DUCCO (Duc, De Duchis), Giovanni
Di nobile famiglia bresciana, del ramo dei Ducco di Pontevico, nacque probabilmente entro, o alla fine, del primo quarto del sec. XV.
Il nome del padre, Giacomo di Pellegrino "de Duchis", è conosciuto, insieme con quello di altri familiari, da una nota che ne registra la morte apposta dallo stesso D. sull'ultimo foglio di un pontificale manoscritto a lui appartenuto, conservato nella Bibl. Queriniana di Brescia (c. 231v). Quando scomparve, Giacomo di Pellegrino lasciò oltre al D. quattro figli - Tonino, Ludovico, Tommaso e Giuliano - nonché tre nipoti: Luca, canonico di Brescia e giurisperito; Urbano, monaco benedettino, e Francesco, tutti e tre nati, a loro volta, da Pellegrino, altro figlio dello stesso Giacomo, premorto al padre.
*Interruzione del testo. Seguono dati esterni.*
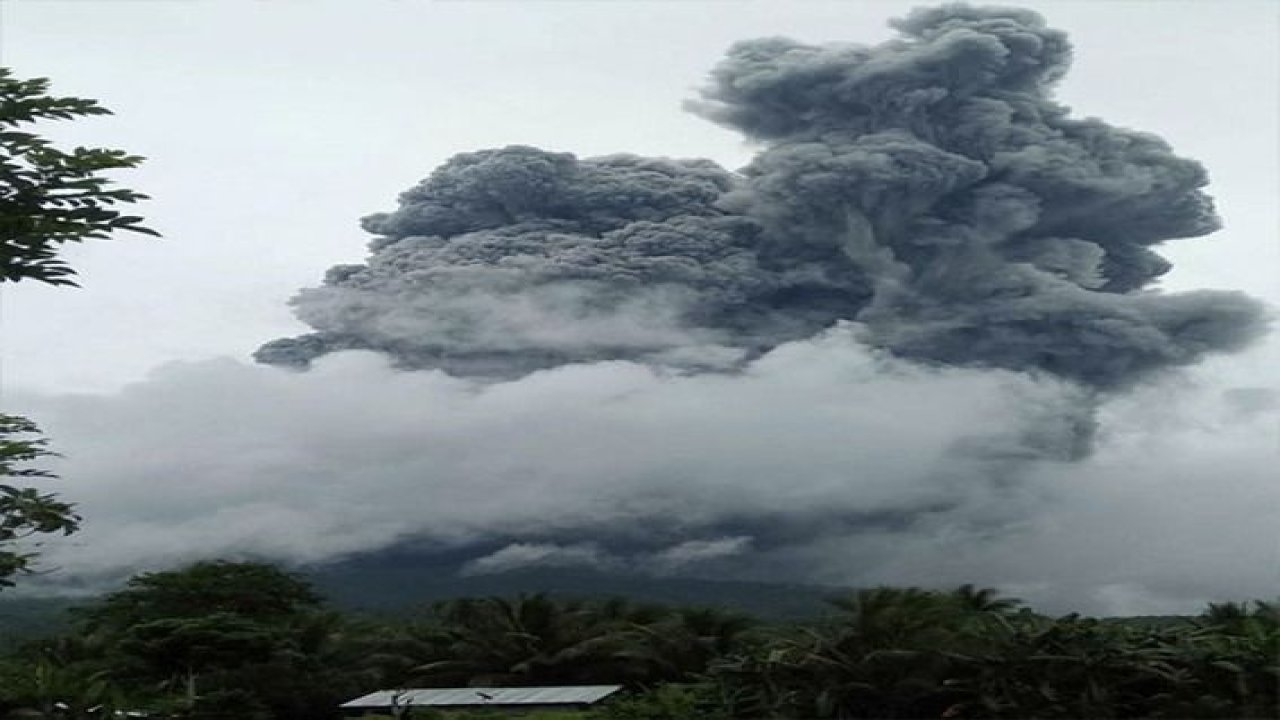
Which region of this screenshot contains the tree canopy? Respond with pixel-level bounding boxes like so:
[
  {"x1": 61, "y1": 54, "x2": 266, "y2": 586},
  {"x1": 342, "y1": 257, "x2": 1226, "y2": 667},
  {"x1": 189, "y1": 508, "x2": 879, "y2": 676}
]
[
  {"x1": 0, "y1": 414, "x2": 81, "y2": 587},
  {"x1": 0, "y1": 68, "x2": 159, "y2": 286}
]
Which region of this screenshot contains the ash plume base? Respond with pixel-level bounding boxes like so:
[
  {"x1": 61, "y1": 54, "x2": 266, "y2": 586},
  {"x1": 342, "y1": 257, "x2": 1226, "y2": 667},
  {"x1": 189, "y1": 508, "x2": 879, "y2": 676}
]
[{"x1": 7, "y1": 4, "x2": 1276, "y2": 612}]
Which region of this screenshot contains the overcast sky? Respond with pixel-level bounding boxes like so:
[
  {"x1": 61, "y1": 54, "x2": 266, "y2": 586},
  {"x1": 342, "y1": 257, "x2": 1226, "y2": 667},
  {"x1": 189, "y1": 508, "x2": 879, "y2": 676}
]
[{"x1": 0, "y1": 0, "x2": 1280, "y2": 611}]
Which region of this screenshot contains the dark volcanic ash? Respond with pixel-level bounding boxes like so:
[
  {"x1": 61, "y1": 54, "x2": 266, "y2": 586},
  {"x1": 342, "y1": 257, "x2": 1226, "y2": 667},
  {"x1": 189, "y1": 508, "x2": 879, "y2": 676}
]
[{"x1": 256, "y1": 5, "x2": 1263, "y2": 388}]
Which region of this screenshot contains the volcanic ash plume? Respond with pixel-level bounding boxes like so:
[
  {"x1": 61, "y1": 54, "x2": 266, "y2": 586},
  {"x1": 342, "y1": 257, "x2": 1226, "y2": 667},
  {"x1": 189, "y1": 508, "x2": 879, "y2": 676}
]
[{"x1": 256, "y1": 5, "x2": 1263, "y2": 388}]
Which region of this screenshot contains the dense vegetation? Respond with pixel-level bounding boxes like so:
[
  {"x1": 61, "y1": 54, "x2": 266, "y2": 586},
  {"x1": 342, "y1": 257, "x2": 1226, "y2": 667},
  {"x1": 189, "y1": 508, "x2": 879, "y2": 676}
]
[{"x1": 0, "y1": 562, "x2": 1280, "y2": 720}]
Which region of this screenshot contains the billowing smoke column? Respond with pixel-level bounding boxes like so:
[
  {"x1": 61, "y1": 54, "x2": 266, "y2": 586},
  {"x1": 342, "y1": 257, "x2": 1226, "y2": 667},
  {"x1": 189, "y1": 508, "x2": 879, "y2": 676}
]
[{"x1": 256, "y1": 5, "x2": 1263, "y2": 388}]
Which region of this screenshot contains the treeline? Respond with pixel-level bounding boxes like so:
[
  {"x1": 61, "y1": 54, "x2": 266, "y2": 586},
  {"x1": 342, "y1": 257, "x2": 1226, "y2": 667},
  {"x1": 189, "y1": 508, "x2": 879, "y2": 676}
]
[{"x1": 0, "y1": 562, "x2": 1280, "y2": 720}]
Le notizie sulla giovinezza del D. sono scarse e non tutte facilmente verificabili. Esse infatti - la formazione negli Studi di Padova e Bologna, l'ordinazione sacerdotale intorno al 1460, la nomina a secondo curato della collegiata di S. Nazzaro di Brescia, un primo soggiorno romano al tempo di Pio II, il conferimento nel 1464 della prepositura della medesima collegiata di S. Nazzaro e, nel 1470, di quella di S. Maria di Gussago - insieme con alcune altre relative al periodo della sua maturità - e cioè: una sua missione in Germania dove avrebbe lasciato indicazioni per alcune riforme al tempo di Sisto IV (a questa legazione "ad Germanorum seditiones sedandas" accenna lo storico seicentesco Bernardino Faino), l'investitura del beneficio arcipresbiteriale della pieve di Cividate in Val Camonica ed infine, soprattutto, l'intenzione di Innocenzo VIII di nominarlo cardinale, intenzione che non avrebbe avuto seguito per l'opposizione del Collegio cardinalizio, contrario al D. per un'opera che egli avrebbe composto, con il titolo di De regimine Ecclesiae, contro il malcostume curiale - sono tutte notizie riportate, in maniera alquanto sommaria e senza indicazione delle fonti, da storici locali, in particolare dal Cavalleri (Un pontificale, pp. 95 s.) che le attinse da un archivio privato.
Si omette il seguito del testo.